With the unsteady financial future many face now, grandparents are looking to help the next generation along. Samantha Laurie talks to Sarah Coles and Patrick Connolly for some advice on how to save money for your grandchildren's future.
She might struggle to understand their music and gadgetry – and oh my goodness, those clothes! – but my children’s much-loved nana is their biggest fan. Aware that their generation is unlikely to enjoy the same homeowning, job-secure, pension-clad financial existence as her own, she’s keen to help them build a nest egg. But where to start? A junior ISA? Unit trust? Perhaps even a pension...
When our first stop – the bank – yields little more than a low-interest saver, it’s time for some expert tips from Sarah Coles of wealth manager, Hargreaves Lansdown and Patrick Connolly of independent financial advisor, Chase de Vere...

Samantha Laurie's son, Kit, sat with his grandmother
1. Junior ISA For under 18s, this is a simple, tax-efficient way of putting aside up to £4,260 a year. Most are cash ISAs, but there are a few in stocks and shares. The downside is that, at age 18, the child can access the money and spend it however he or she likes. Vodka and festival tickets might not be your idea of a good investment!Sarah: If you are putting money aside for up to 18 years, cash can be a dreadful choice. Consider a stocks and shares Junior ISA, which has far more potential for growth over the long term.
2. Lifetime ISA (LISA) Designed to help young people save for their own home or retirement, this works as a tax-free wrapper around savings (up to £4,000 a year), with the government providing a generous 25% top-up (bringing the total to £5,000). It’s a great way of helping older grandchildren save for a first home (you have to be 18-39 to take out a LISA) and its restrictions mean that it can only be used for purposes of which you are likely to approve. Patrick: Very popular with younger generations struggling to get onto the property ladder.
3. NS&I Premium Bonds Essentially a savings account which pays out its interest (1.4%) as a monthly prize draw. The more you put in (up to £50,000), the more you’re likely to hit the jackpot (two £1m draws a month). But you might win nothing – it’s all down to luck. On the plus side, you can take your money out any time.
Patrick: Premium bonds offer capital security, but they are unlikely to provide the best returns over the longer term.
4. Pension contributions Anyone – even a child – can pay up to £2,800 per annum into a pension, even if they have no earnings. Tax relief is added at contribution. So, if you pay the full amount, that’s a total of £3,600 which, if it continues to grow at a steady rate, will provide a pretty firm foundation for your grandchild’s pension.
Patrick: Rarely the first choice, as grandchildren will not be able to access their pension savings until age 57 (or later). In most cases, therefore, the practical purpose for saving on behalf of children – to help them make a start in life, pay education fees or put down a mortgage deposit – will not be achieved.
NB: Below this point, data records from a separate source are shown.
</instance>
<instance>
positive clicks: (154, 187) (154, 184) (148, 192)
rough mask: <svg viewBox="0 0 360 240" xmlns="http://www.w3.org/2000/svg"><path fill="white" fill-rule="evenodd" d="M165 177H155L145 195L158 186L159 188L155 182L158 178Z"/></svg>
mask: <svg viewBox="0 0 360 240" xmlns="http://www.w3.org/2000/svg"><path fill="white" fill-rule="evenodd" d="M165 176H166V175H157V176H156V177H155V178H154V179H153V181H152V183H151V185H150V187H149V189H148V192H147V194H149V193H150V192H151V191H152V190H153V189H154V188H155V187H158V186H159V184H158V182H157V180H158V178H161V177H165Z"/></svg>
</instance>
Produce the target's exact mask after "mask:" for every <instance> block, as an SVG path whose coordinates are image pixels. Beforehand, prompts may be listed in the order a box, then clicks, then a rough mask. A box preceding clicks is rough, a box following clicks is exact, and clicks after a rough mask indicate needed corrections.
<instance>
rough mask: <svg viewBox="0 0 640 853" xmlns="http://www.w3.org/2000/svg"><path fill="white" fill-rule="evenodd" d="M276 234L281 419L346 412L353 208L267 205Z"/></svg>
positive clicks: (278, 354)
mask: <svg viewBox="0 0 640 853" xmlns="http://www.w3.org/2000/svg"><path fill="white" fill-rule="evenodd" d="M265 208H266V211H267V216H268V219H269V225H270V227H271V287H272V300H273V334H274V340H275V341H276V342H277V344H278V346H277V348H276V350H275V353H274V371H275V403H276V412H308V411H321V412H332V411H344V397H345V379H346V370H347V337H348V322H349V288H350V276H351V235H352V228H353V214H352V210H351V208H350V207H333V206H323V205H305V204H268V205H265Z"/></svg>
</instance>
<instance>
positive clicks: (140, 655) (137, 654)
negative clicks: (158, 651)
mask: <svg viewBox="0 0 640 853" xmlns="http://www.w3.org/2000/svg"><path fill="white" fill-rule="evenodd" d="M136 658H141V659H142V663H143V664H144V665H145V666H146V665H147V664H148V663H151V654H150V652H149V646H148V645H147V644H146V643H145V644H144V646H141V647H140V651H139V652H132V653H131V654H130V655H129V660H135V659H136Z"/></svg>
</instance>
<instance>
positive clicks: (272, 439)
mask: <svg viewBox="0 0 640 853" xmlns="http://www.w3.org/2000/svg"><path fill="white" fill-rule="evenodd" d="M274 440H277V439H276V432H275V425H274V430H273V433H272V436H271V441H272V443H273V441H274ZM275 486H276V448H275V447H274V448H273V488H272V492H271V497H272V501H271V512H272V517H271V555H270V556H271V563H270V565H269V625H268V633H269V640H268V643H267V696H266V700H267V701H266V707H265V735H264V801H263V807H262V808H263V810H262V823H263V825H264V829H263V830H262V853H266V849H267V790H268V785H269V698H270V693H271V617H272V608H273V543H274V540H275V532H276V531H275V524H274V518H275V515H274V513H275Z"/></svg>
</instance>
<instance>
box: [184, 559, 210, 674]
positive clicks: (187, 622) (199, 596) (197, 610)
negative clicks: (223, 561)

5. Investment funds Ideal for making regular contributions: you can put in as much as you like and take it out when needed. Moreover providers such as Hargreaves Lansdown and Fidelity are easy to use online.
Sarah: If there’s a chance that they’ll need the money before they reach 18, a good option is a bare trust like a [Hargreaves Lansdown] Junior Investment Account which lets you invest in stocks and shares on the child’s behalf. Any money put into the trust by anyone other than the child’s parents is taxed as belonging to the child – which, in most cases, means tax-free.
Patrick: For larger investments, a discretionary trust lets grandparents keep control and brings income tax benefits too. As an alternative means of retaining control, investments could be held in the grandparent’s name.
6. Bank and building society accounts Rarely the best way to save over five years or more, but they do help create good savings habits. A regular savings account which requires a minimum amount of money each month usually pays a higher rate of interest.
7. Gifts You can give each grandchild up to £3,000 a year without tax consequences, with additional allowances for birthday and Christmas and up to £2,500 as a wedding present. You can also give ‘normal gifts out of income’ – regular sums that don’t eat into your standard of living. Some use gifts to pay for their grandchildren’s school fees or to help them through university. Sums and other presents given in the seven years before you die may count as part of your estate for inheritance tax purposes, but most experts advise not to get too hung up about this.